Restricted by the topography, the iron road of the Great Western Railway follows a tight path through the town of Bradford on Avon.  Approaching from the west the railway crosses the Avon shortly before the railway station itself (where the large car park was in use as sidings and a goods yard until the 1960s). 

On departure the line plunges into a tunnel under St. Margaret’s Hill before emerging onto the Bridge Street level crossing.  Immediately after this the railway crosses the river again, onto the ‘island site’ and past what was originally the Lower Greenland Mill, latterly the Carpenter’s Workshop on The Hall Estate and now residential dwellings. 

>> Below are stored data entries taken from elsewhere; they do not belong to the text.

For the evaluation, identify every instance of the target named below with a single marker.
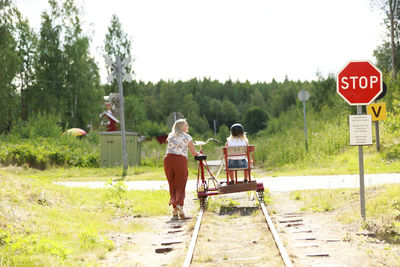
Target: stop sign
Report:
(359, 83)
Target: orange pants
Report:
(175, 168)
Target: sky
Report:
(254, 40)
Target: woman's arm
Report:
(192, 149)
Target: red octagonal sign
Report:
(359, 83)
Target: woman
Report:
(175, 165)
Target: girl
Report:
(175, 165)
(237, 138)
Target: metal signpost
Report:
(117, 71)
(304, 96)
(360, 83)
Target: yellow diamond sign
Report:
(378, 111)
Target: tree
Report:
(26, 49)
(82, 81)
(8, 67)
(117, 44)
(49, 94)
(255, 119)
(391, 10)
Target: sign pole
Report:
(377, 136)
(121, 101)
(361, 171)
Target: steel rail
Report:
(281, 248)
(189, 255)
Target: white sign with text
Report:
(360, 130)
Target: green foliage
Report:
(256, 119)
(8, 70)
(39, 143)
(117, 189)
(39, 125)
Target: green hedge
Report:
(42, 153)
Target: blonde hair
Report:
(177, 128)
(239, 137)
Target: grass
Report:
(48, 225)
(382, 208)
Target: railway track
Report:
(236, 239)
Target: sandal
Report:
(181, 213)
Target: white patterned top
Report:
(178, 144)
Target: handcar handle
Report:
(200, 157)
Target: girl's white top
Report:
(237, 142)
(178, 144)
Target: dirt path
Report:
(240, 240)
(319, 239)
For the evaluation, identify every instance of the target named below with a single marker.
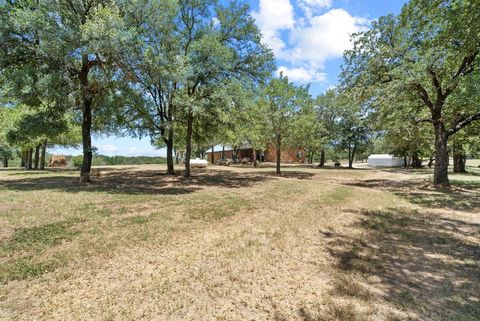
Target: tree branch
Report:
(424, 95)
(463, 123)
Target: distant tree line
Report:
(194, 74)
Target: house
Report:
(57, 161)
(267, 155)
(384, 160)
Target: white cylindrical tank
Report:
(385, 160)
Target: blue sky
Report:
(307, 37)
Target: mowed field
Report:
(238, 243)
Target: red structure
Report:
(288, 156)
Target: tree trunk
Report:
(322, 158)
(44, 155)
(29, 158)
(23, 162)
(87, 142)
(351, 156)
(87, 99)
(37, 156)
(459, 158)
(440, 172)
(416, 161)
(188, 151)
(169, 143)
(430, 162)
(278, 147)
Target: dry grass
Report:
(239, 244)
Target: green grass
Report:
(310, 244)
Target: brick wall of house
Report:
(286, 156)
(218, 155)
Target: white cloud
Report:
(272, 17)
(326, 37)
(107, 149)
(302, 75)
(304, 42)
(310, 7)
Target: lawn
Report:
(238, 243)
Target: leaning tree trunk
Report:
(188, 150)
(37, 156)
(44, 155)
(440, 172)
(87, 142)
(278, 147)
(169, 143)
(459, 158)
(29, 158)
(416, 161)
(322, 158)
(351, 156)
(23, 162)
(430, 162)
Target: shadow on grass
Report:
(145, 181)
(426, 266)
(463, 196)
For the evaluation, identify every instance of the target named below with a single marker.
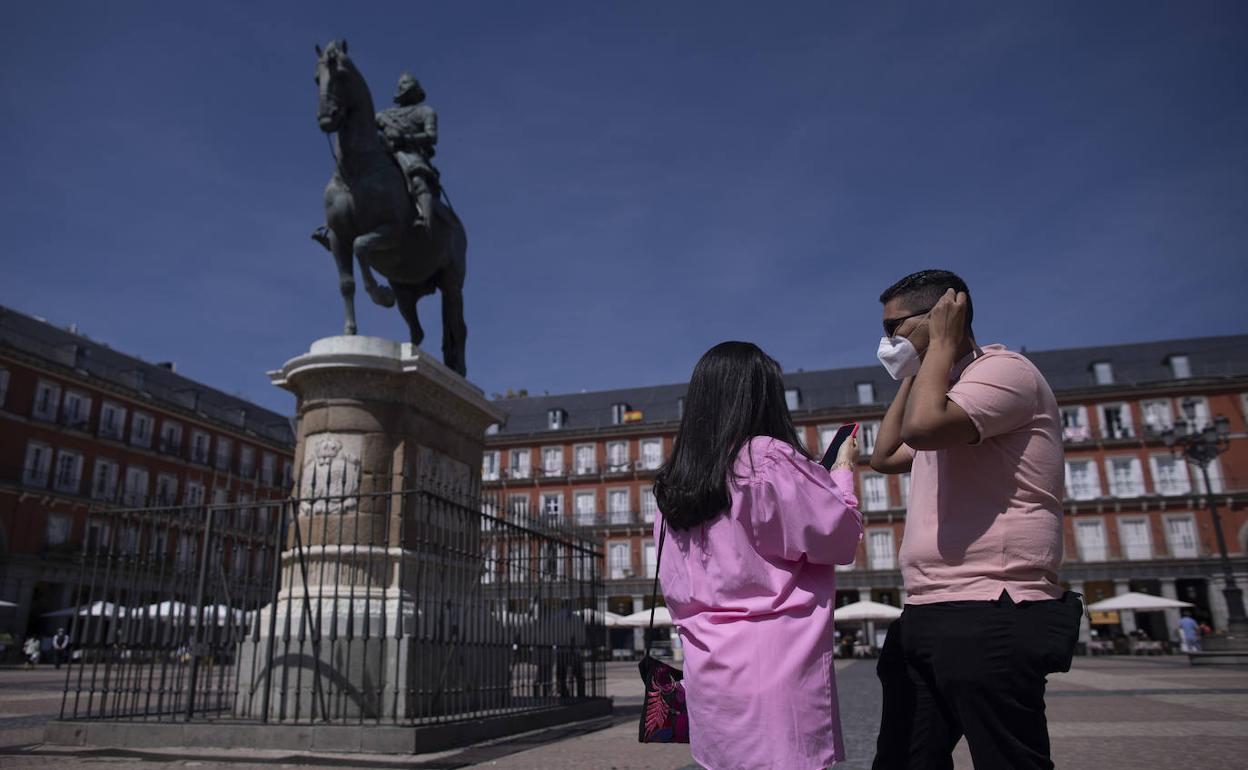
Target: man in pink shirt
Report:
(985, 619)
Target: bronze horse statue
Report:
(370, 215)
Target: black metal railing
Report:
(397, 604)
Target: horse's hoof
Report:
(383, 296)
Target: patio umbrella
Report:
(1136, 602)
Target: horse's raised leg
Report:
(363, 246)
(454, 331)
(341, 250)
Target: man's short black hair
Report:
(924, 288)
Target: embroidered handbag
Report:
(664, 718)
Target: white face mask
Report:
(899, 356)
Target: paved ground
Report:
(1108, 713)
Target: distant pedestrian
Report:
(60, 647)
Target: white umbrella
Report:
(866, 610)
(642, 619)
(1137, 602)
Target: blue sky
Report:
(639, 180)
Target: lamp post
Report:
(1199, 446)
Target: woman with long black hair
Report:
(750, 529)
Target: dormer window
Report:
(555, 418)
(793, 398)
(1103, 372)
(1181, 367)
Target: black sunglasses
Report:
(891, 325)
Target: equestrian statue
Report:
(385, 206)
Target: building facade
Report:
(84, 426)
(1136, 514)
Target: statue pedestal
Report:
(380, 612)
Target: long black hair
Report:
(736, 392)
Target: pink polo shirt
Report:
(987, 517)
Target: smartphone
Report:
(843, 433)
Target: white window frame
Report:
(38, 468)
(79, 417)
(1126, 428)
(650, 461)
(112, 428)
(1116, 487)
(1140, 550)
(489, 462)
(68, 478)
(1091, 552)
(1173, 539)
(1182, 481)
(1090, 492)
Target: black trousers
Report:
(975, 669)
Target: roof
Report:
(1066, 370)
(164, 386)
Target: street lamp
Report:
(1199, 446)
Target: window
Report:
(59, 528)
(104, 479)
(866, 437)
(1170, 474)
(617, 456)
(585, 506)
(39, 462)
(521, 464)
(246, 462)
(78, 409)
(881, 550)
(652, 453)
(618, 411)
(1082, 482)
(1090, 540)
(1181, 367)
(489, 466)
(875, 492)
(1116, 421)
(1075, 424)
(619, 560)
(617, 506)
(583, 457)
(166, 489)
(552, 461)
(1102, 372)
(1126, 478)
(649, 506)
(69, 472)
(136, 486)
(1136, 542)
(200, 447)
(171, 437)
(793, 398)
(1181, 537)
(1157, 414)
(112, 419)
(225, 449)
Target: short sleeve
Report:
(799, 511)
(999, 393)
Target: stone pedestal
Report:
(383, 558)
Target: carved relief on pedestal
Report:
(330, 479)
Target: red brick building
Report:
(1137, 517)
(85, 426)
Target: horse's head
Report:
(335, 76)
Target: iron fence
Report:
(407, 603)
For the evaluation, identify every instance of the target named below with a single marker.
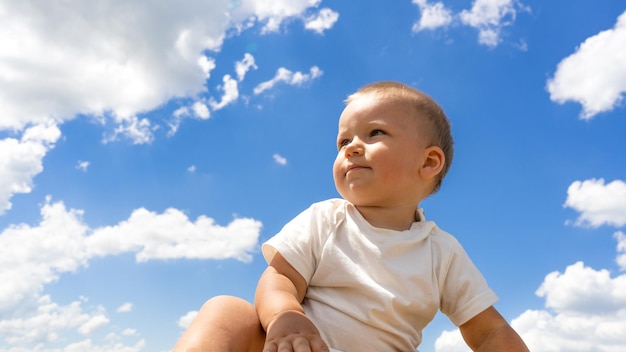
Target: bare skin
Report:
(385, 167)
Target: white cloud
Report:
(171, 235)
(621, 250)
(273, 13)
(48, 320)
(139, 131)
(129, 332)
(433, 15)
(200, 110)
(125, 308)
(323, 20)
(21, 160)
(598, 204)
(186, 319)
(31, 257)
(585, 311)
(583, 290)
(286, 76)
(82, 165)
(242, 67)
(120, 61)
(34, 256)
(207, 65)
(280, 159)
(594, 75)
(489, 16)
(231, 93)
(88, 345)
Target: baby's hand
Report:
(293, 331)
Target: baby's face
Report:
(380, 153)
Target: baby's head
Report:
(402, 138)
(436, 123)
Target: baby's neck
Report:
(394, 218)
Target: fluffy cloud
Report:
(286, 76)
(33, 256)
(323, 20)
(186, 319)
(21, 160)
(231, 93)
(58, 62)
(595, 74)
(271, 13)
(585, 311)
(119, 61)
(433, 15)
(598, 203)
(242, 67)
(172, 235)
(487, 16)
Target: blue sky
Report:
(147, 149)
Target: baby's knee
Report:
(228, 304)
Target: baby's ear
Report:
(434, 159)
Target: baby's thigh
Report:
(224, 323)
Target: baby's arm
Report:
(278, 300)
(489, 331)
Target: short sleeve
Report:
(301, 240)
(465, 291)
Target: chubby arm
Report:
(489, 331)
(278, 298)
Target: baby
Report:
(367, 272)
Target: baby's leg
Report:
(223, 324)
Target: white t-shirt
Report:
(373, 289)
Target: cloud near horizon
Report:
(63, 243)
(585, 307)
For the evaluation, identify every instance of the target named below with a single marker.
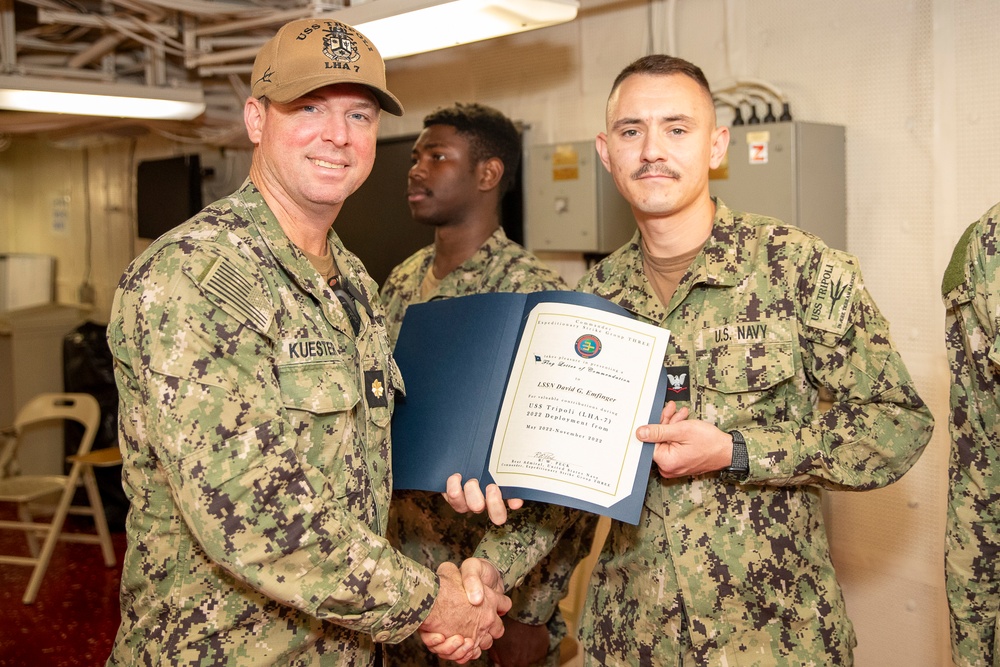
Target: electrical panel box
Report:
(792, 171)
(571, 202)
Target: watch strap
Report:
(739, 469)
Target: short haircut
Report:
(489, 132)
(663, 65)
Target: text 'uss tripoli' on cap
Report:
(311, 53)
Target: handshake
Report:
(465, 618)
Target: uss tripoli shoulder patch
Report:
(830, 306)
(376, 393)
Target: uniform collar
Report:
(294, 262)
(474, 265)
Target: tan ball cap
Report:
(311, 53)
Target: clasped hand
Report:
(466, 615)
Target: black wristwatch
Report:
(739, 469)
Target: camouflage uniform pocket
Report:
(738, 373)
(320, 388)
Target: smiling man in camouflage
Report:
(729, 564)
(256, 391)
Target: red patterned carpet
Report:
(75, 616)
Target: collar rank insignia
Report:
(375, 391)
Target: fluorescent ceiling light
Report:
(404, 27)
(25, 93)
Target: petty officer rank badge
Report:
(678, 383)
(376, 393)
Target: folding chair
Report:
(29, 491)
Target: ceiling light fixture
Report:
(405, 27)
(25, 93)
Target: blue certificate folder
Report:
(456, 356)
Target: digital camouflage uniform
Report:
(971, 290)
(424, 526)
(725, 573)
(255, 432)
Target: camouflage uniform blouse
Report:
(725, 573)
(255, 432)
(424, 526)
(971, 289)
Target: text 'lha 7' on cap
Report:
(311, 53)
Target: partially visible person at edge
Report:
(464, 161)
(971, 289)
(257, 388)
(729, 564)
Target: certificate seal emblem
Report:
(588, 346)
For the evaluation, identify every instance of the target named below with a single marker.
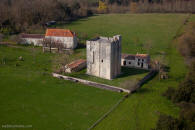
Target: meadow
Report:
(29, 95)
(141, 110)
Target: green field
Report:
(141, 110)
(29, 95)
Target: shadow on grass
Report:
(131, 71)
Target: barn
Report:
(64, 36)
(33, 39)
(141, 61)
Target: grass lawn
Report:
(140, 110)
(31, 96)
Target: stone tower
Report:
(104, 57)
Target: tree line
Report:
(23, 15)
(184, 95)
(19, 15)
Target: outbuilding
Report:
(137, 61)
(64, 36)
(33, 39)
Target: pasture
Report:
(29, 95)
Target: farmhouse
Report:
(66, 37)
(137, 61)
(35, 39)
(104, 57)
(75, 66)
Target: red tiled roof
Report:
(142, 55)
(36, 36)
(132, 56)
(59, 33)
(76, 63)
(128, 56)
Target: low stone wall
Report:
(90, 83)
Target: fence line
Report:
(137, 86)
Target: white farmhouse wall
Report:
(69, 42)
(32, 41)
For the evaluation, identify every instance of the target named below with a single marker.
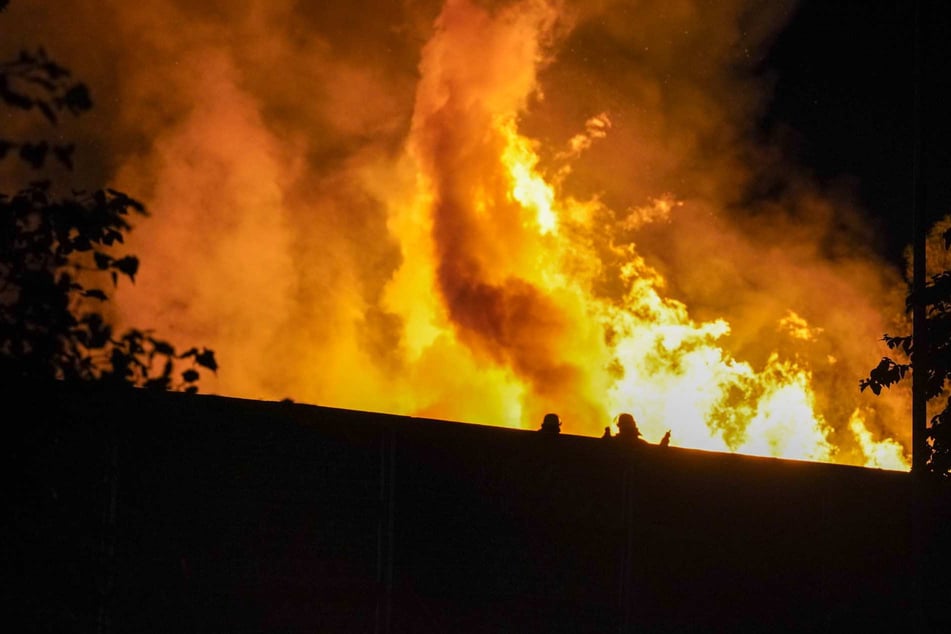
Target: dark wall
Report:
(154, 512)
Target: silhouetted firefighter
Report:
(627, 431)
(551, 424)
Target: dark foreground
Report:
(158, 512)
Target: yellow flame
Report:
(528, 188)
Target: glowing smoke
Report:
(484, 212)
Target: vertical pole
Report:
(920, 352)
(385, 541)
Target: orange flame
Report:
(502, 223)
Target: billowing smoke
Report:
(485, 211)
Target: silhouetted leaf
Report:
(207, 360)
(163, 347)
(103, 260)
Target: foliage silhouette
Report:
(55, 249)
(936, 297)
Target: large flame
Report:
(470, 218)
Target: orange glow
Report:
(472, 216)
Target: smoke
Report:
(467, 210)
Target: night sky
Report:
(844, 94)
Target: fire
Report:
(452, 224)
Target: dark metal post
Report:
(921, 362)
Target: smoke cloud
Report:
(484, 211)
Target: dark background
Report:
(844, 88)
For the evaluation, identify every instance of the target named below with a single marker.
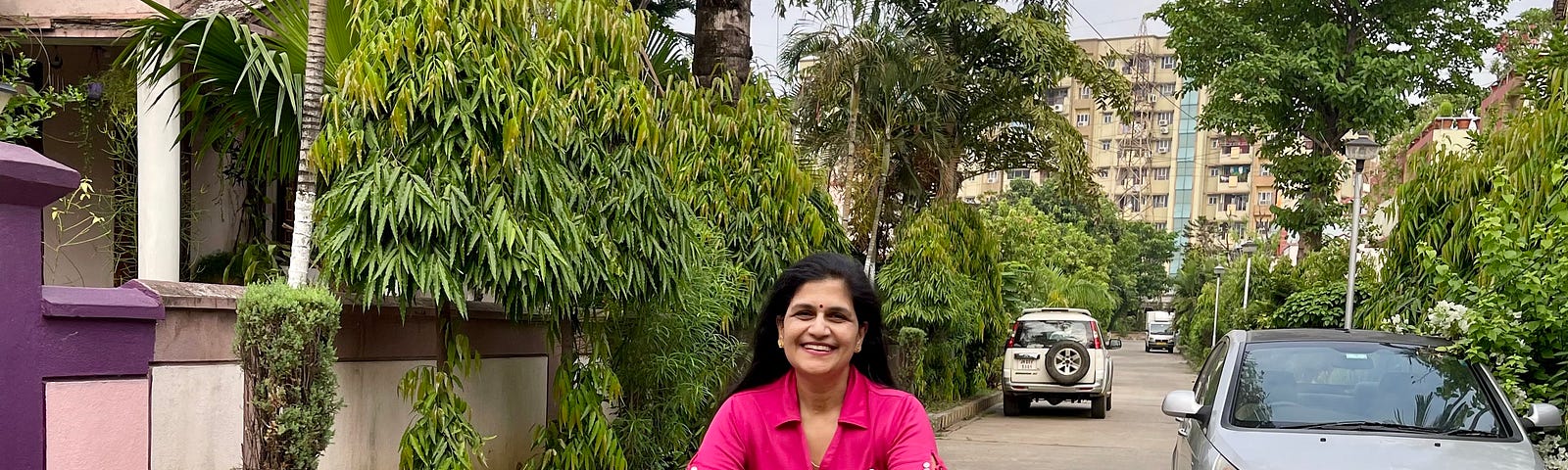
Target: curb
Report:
(968, 409)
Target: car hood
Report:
(1282, 450)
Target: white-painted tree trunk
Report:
(159, 176)
(310, 127)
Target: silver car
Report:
(1332, 399)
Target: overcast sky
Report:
(1112, 20)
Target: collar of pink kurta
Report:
(857, 399)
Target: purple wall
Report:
(54, 333)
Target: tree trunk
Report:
(948, 180)
(310, 127)
(878, 196)
(723, 43)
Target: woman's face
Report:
(820, 333)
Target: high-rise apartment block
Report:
(1157, 166)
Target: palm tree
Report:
(251, 82)
(869, 102)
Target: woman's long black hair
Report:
(768, 362)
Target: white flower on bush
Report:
(1552, 451)
(1447, 318)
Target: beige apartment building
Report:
(1157, 166)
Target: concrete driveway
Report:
(1134, 435)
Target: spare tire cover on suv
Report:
(1066, 362)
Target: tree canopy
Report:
(1300, 75)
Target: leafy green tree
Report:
(945, 278)
(1298, 77)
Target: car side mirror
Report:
(1544, 417)
(1181, 404)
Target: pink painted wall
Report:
(96, 425)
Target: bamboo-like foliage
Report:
(945, 278)
(501, 148)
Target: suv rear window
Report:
(1047, 333)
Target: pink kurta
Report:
(878, 430)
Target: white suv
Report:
(1057, 354)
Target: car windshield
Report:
(1361, 388)
(1047, 333)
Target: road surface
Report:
(1134, 435)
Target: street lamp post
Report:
(1214, 329)
(1360, 151)
(1249, 248)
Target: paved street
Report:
(1134, 435)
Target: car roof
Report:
(1319, 334)
(1055, 313)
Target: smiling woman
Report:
(819, 394)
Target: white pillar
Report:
(159, 179)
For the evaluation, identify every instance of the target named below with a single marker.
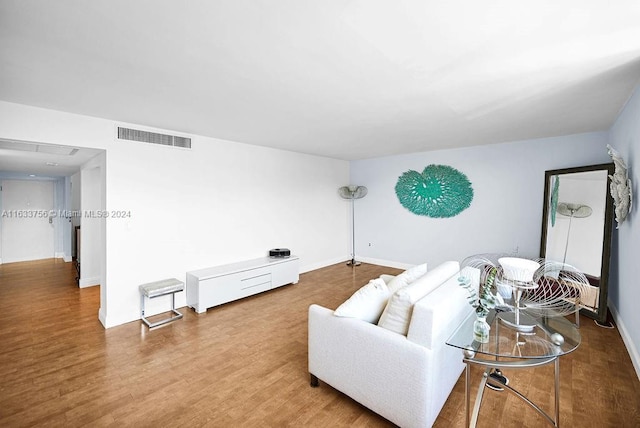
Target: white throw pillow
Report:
(367, 303)
(407, 277)
(397, 314)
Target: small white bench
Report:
(157, 289)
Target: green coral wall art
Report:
(439, 191)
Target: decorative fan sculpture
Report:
(352, 193)
(439, 191)
(539, 287)
(572, 211)
(559, 290)
(620, 187)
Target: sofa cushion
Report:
(397, 313)
(407, 277)
(367, 303)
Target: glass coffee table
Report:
(508, 348)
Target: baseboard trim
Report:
(320, 265)
(387, 263)
(102, 317)
(89, 282)
(626, 338)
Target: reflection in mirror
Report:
(576, 228)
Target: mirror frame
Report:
(601, 314)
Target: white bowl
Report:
(517, 269)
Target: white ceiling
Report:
(344, 79)
(22, 159)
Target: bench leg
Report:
(314, 381)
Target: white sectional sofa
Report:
(405, 379)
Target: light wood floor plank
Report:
(242, 364)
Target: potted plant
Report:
(483, 300)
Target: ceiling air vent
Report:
(153, 138)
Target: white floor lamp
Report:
(352, 193)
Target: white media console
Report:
(221, 284)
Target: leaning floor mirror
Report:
(576, 228)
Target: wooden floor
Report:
(242, 364)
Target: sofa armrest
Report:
(439, 313)
(376, 367)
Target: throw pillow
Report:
(407, 277)
(367, 303)
(397, 314)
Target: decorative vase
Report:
(481, 329)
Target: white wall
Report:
(624, 292)
(27, 232)
(92, 207)
(217, 203)
(505, 214)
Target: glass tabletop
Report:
(550, 337)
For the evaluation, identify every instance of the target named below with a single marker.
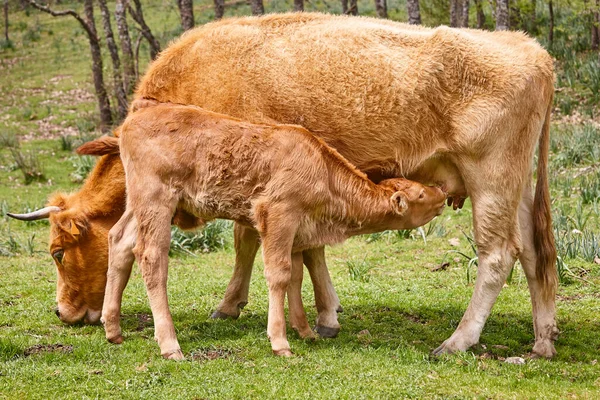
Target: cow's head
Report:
(414, 203)
(79, 225)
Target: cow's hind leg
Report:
(326, 299)
(495, 197)
(298, 319)
(543, 305)
(246, 243)
(121, 240)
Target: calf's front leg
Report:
(152, 252)
(298, 319)
(121, 240)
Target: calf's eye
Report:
(58, 255)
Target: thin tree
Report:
(89, 27)
(6, 21)
(464, 22)
(353, 9)
(219, 8)
(595, 27)
(257, 7)
(381, 8)
(414, 12)
(455, 13)
(551, 24)
(480, 14)
(502, 15)
(138, 16)
(114, 56)
(186, 11)
(129, 75)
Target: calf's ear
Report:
(399, 202)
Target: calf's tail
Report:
(545, 246)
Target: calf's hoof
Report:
(283, 353)
(327, 332)
(218, 314)
(115, 339)
(543, 349)
(176, 355)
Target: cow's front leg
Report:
(277, 235)
(326, 299)
(121, 239)
(298, 319)
(246, 243)
(152, 252)
(498, 238)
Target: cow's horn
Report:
(39, 214)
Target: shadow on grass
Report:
(421, 329)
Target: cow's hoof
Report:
(176, 355)
(115, 339)
(307, 333)
(283, 353)
(221, 315)
(543, 349)
(327, 332)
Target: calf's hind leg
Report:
(495, 201)
(246, 244)
(298, 319)
(543, 304)
(121, 239)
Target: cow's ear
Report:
(399, 202)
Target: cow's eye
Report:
(58, 255)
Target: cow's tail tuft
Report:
(100, 147)
(545, 245)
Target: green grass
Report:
(397, 305)
(396, 310)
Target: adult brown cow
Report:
(441, 105)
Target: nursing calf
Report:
(297, 192)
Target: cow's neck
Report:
(103, 193)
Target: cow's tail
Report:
(102, 146)
(545, 246)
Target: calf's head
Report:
(413, 203)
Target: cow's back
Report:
(372, 89)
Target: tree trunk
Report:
(465, 14)
(89, 27)
(514, 20)
(353, 8)
(502, 15)
(129, 75)
(455, 13)
(414, 12)
(381, 8)
(480, 14)
(138, 17)
(186, 11)
(257, 7)
(533, 25)
(595, 26)
(551, 24)
(219, 9)
(6, 21)
(114, 55)
(103, 102)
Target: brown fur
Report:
(290, 186)
(461, 108)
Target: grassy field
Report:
(397, 305)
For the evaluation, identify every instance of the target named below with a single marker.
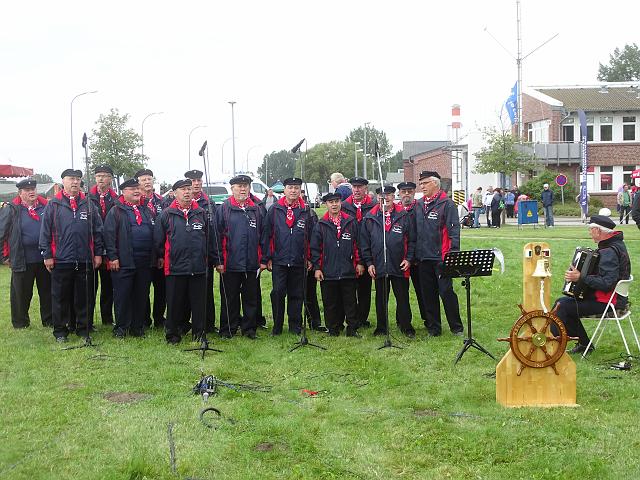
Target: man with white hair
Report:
(613, 265)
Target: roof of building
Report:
(611, 96)
(412, 148)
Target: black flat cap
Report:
(240, 179)
(143, 172)
(132, 182)
(331, 196)
(387, 189)
(193, 174)
(185, 182)
(602, 221)
(70, 172)
(359, 181)
(27, 183)
(103, 169)
(292, 181)
(428, 173)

Here the lie of the land is such that the railway was built over the mill leat, depriving the mill of its purpose and truncating the building itself.  Finally, the rails cross the millstream (originally constructed to feed the Kingston Mill) near to Alex Moulton’s distinctive boat house and by the Bradford (Greenland) weir, before skirting the rising ground on the north side of the river and escaping the town towards Staverton.

The complications and expense in building such a line significantly delayed its opening.  Originally schemed as the Wilts, Somerset and Weymouth Railway, Bradford station was not built until the WSWR had been taken over by the Great Western Railway (GWR) in 1850.  The station buildings stood alone for several years, and it was not until 1857 that the railway itself was completed and the trains began to run. 

Being firmly in the west, the line was built to Brunel’s seven-foot ‘Broad Gauge’, significantly wider than the standard gauge of 4 foot 8 and a half inches.  The Broad Gauge, despite its manifest advantages over the standard, eventually lost out to its rival and the line was converted to standard gauge in June 1874.

Hidden away close to the railway on the estate we find a relic of a bygone age.  This is a Great Western Railway Boundary post, a heavy cast iron disc mounted on a stout post.  On closer examination the post is a length of railway rail, of the distinctive ‘bridge rail’ profile used by Brunel’s Broad Gauge lines.  The date on the top is 1898.

Boundary posts were often used by railway companies where land boundaries were not clear (for example, when the boundary did not lie along the line of the railway fencing).  It is certainly not obvious in this case why the post is in such a position, but the proximity of a crossing point and an iron stairway (with fish-belly steps) perhaps gives a clue that it may have been marking out an area of access land. There is a second boundary post almost completely buried in the bank a little further to the east.

Meanwhile the trains continue to rumble by, and one can still imagine a young Alex Moulton scrambling for a good vantage point to see them in the 1920s and ‘30s.  No doubt the locomotives and rolling stock were more interesting then, but he’d be pleased and delighted to find one of his inventions – the Flexitor gangway spring – on most of the trains that pass today.  And that’s a story for another time.  

Brunels Bridge Rail (shown on ‘Baulk Road’ timber).